Читаем Русская ментальность в языке и тексте полностью

Понятие о культуре, кроме того, весьма расплывчато (по мнению Солоневича, вообще «путаный термин»). В границах данного государства, например русского, постоянно возникают споры о том, что именно полагать культурой. «Обойтись посредством носового платка» или исполнять предначертания совести? В традициях русского культурного пространства различное понимание культуры обозначилось рано и классово. Иван Солоневич полагал даже, что «миф о культурной отсталости России обязан своим существованием огромности, следовательно неустроенности наших пространств и разноплеменности населяющих их народов» [Солоневич 1997: 45]. Недоброе око всегда углядит мусор в каком-то дальнем углу. То же и в социальном отношении. За высшим классом, за интеллигенцией, которая «все-таки мыслит», закреплялось право культуры, тогда как простой народ как будто отдавался на милость культа, то есть чувства и веры (не всегда обязательно религиозной: темные народные массы — миф городской интеллигенции). Разведение веры и культуры сказалось трагично на нашей истории. Культ связан с идеей, а культура — с «вещью», то есть с воплощением другой идеи в конкретное «дело» (марксизм, либерализм и пр.). В обоих случаях естественно возникала необходимость — у народа восполнить идею до «вещи», получить результат готовой идеи праведной жизни, а у интеллигенции на основе «вещи» породить еще и свою идею, которая — по этой причине — всегда оказывается заимствованной извне, чужой и даже чуждой. Самый печальный результат подобного удвоения равнозначных идей, раздвоения мыслей и чувств — в том, что возникает нежелательный сплав народной веры и интеллигентского сомнения (скепсиса): верасомнение, порожденная не сведенным в единство народным разумом. И судьба любого интеллигента из народа — постоянно взывать: «Не отказываться от своего разума!» (А. Платонов). От своего собственного.

Речь и язык

«Мудрость языка шла впереди мудрости наук» — никто не выразил столь лаконично бытийную сущность языка, носителя человеческой мудрости, как Велимир Хлебников. Это его слова. Действительно, все антиномии, сколько бы их ни возникало, коренятся в особенностях языка, который представлен в речи.

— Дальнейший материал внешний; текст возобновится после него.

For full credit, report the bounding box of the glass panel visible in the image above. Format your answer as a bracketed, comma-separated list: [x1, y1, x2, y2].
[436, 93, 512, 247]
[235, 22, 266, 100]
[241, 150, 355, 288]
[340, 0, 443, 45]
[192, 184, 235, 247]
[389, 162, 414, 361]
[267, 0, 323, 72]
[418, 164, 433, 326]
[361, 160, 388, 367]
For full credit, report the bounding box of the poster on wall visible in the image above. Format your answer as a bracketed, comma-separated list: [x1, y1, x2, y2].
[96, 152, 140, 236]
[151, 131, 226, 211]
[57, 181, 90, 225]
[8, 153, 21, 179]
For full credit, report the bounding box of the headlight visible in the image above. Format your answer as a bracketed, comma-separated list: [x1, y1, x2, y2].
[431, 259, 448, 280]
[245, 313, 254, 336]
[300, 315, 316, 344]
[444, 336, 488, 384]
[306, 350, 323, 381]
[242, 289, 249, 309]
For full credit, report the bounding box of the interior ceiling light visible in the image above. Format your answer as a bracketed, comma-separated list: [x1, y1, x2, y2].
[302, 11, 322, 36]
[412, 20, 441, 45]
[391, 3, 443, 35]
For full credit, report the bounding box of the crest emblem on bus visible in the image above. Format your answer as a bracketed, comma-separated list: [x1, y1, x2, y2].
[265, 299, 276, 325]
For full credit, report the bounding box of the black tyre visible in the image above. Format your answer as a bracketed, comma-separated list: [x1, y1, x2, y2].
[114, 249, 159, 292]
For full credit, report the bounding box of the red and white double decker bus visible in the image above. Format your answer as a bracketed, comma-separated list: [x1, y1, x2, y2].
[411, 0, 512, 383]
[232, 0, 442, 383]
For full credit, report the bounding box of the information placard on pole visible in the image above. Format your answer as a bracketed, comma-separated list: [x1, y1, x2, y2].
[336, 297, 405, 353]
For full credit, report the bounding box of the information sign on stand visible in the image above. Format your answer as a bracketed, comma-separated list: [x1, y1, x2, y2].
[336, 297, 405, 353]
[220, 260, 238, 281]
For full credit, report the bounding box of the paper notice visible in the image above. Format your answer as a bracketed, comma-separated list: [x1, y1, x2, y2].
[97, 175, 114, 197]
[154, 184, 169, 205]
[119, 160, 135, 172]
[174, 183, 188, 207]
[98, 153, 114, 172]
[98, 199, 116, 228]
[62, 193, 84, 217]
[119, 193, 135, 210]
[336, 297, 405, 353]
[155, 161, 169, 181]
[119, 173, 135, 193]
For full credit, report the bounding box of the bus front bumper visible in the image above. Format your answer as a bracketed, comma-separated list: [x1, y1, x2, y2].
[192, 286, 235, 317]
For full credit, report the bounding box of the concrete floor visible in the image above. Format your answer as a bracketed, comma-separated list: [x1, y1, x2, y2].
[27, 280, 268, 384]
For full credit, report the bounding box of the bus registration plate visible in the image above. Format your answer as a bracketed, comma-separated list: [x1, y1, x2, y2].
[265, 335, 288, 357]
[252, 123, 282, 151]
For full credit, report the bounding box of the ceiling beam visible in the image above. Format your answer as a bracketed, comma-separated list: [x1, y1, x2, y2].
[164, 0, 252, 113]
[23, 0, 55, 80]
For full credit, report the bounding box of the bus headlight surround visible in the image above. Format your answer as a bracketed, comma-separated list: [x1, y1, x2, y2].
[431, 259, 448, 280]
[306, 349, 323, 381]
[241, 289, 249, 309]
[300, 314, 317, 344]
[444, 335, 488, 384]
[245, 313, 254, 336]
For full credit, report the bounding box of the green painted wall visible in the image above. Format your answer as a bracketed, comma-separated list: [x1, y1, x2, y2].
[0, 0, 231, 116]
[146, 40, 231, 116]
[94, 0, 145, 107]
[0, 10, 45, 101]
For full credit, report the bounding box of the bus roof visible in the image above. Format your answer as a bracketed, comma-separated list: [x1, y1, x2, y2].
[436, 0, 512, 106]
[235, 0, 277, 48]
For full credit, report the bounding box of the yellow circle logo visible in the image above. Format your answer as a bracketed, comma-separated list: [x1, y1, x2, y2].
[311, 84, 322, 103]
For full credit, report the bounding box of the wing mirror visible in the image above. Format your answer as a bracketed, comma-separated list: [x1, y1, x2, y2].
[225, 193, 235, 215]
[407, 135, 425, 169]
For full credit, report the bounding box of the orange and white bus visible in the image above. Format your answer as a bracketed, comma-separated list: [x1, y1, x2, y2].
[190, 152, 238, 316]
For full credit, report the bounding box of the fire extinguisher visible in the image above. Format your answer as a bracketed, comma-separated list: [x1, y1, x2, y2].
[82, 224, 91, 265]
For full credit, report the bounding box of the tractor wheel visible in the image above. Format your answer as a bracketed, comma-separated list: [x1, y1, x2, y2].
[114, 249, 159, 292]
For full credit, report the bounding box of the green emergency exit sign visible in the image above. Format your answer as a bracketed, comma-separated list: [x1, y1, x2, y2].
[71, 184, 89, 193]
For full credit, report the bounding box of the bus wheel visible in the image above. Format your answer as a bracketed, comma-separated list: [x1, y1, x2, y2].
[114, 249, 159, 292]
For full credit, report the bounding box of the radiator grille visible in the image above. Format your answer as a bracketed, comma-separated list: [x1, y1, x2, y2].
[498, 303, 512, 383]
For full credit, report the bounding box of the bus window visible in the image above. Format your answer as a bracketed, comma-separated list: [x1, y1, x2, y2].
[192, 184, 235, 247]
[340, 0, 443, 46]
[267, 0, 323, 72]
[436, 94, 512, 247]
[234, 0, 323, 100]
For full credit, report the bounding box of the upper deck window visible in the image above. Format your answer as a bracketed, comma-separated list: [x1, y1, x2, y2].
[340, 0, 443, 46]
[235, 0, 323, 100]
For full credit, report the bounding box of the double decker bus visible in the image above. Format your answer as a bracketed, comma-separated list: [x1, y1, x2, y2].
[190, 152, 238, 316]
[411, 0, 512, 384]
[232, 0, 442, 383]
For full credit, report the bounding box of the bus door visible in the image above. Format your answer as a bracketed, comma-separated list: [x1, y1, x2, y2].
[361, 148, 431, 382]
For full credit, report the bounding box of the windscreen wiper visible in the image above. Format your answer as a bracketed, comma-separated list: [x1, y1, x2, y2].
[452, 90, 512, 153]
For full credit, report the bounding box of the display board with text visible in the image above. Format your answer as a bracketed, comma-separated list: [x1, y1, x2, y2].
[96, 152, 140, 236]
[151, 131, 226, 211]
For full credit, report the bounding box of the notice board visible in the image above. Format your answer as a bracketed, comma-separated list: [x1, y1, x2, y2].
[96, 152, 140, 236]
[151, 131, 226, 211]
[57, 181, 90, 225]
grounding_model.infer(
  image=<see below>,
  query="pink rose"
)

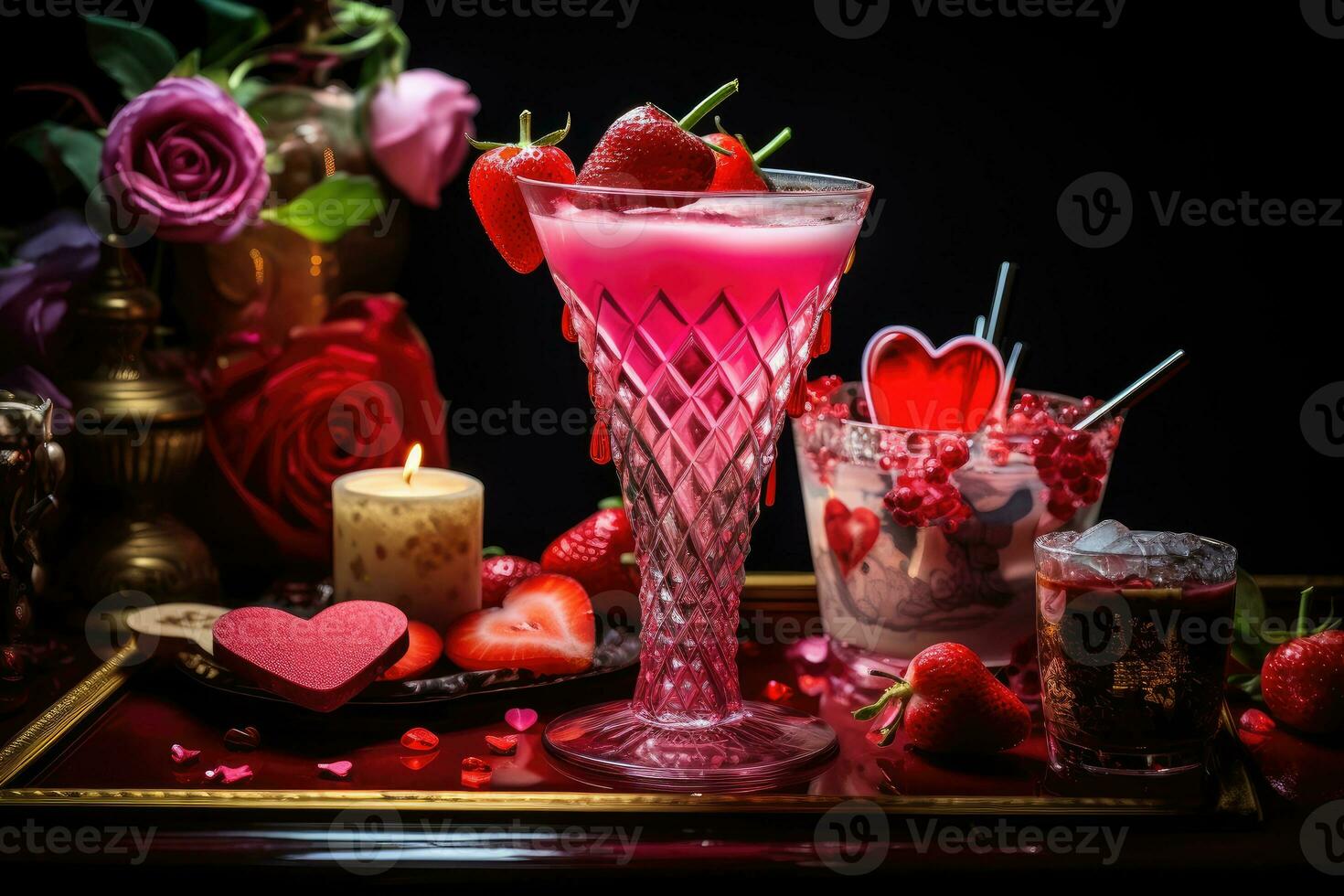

Еще одна антиномия. На первый взгляд она не находит разрешения. Речь материально вещна, явлена в звучании, конкретна — она в бытии. Язык — идеально-духовная сущность, он и есть сущность явленной речи, он абстрактен в инобытии. Язычник понимает язык верно — как субстанцию; так же он понимает и общего предка или общий дом. Язык, а не речь. Но и важный признак нации тоже язык. Язык, а не речь. Идеальное сплачивает и в язычестве, и в народе, вещное различает, а потому и раскалывает. Но одного без другого нет, потому что вещные варианты речи суть явленности идеального — инвариант языка.

Это не всё.

У каждого человека свои особенности речи, у близких людей — свои, у деревни этой в отличие от соседней — тоже. Но это особенности эмпирические, случайные, чисто «телесные», они обретаются на уровне чувства и могут исчезнуть бесследно — но могут и слиться в нерасторжимом единстве местного говора. Говора, даже не речи.

Между чувством своего говора и идеей общего языка проявляется воля речи. В основе она социальна и потому в общественной среде обладает определенными функциями.

Для русских всегда было важно разграничить три уровня общения. Первый, освященно-сакральный, обращен к идеальному, к Богу; такою речью «пристойно говорить с Богом», как заметил Ломоносов. Второй, профессионально-деловой, обращен к другим членам общества и связан с волевой деятельностью человека, отличает особенности характера; им пристойно разговаривать и с государем. Третий, профанно-бытовой, обращен, конечно, к самому себе и к близким людям, которым не нужно ничего объяснять (опыт общий, и ситуация речи ясна), достаточно намекнуть эмоционально заряженным словом. Три уровня существования языка в речи согласованностью своих действий создают три разных стиля, в рамках которых и овеществляется идея языка. Интересно, что канонизация стилей как достойных форм выражения мысли идет сверху, начиная с высокого. В роли высокого стиля долго выступал заимствованный у южных славян старославянский, затем искусственный церковнославянский, а с XVII в. все архаические, но освященные традицией употребления формы родного языка. Этот стиль, наследие Древней Руси, в XV в. развивался параллельно со стилем средним, который стал вкладом Московской Руси в национальную сокровищницу языка. На исходе XVII в. бытовой — «подлый» — стиль тоже входит в обращение на правах письменного. Не только в народной литературе, но и в неистово-чувственном вяканье протопопа Аввакума он обретает черты «достойного» стиля.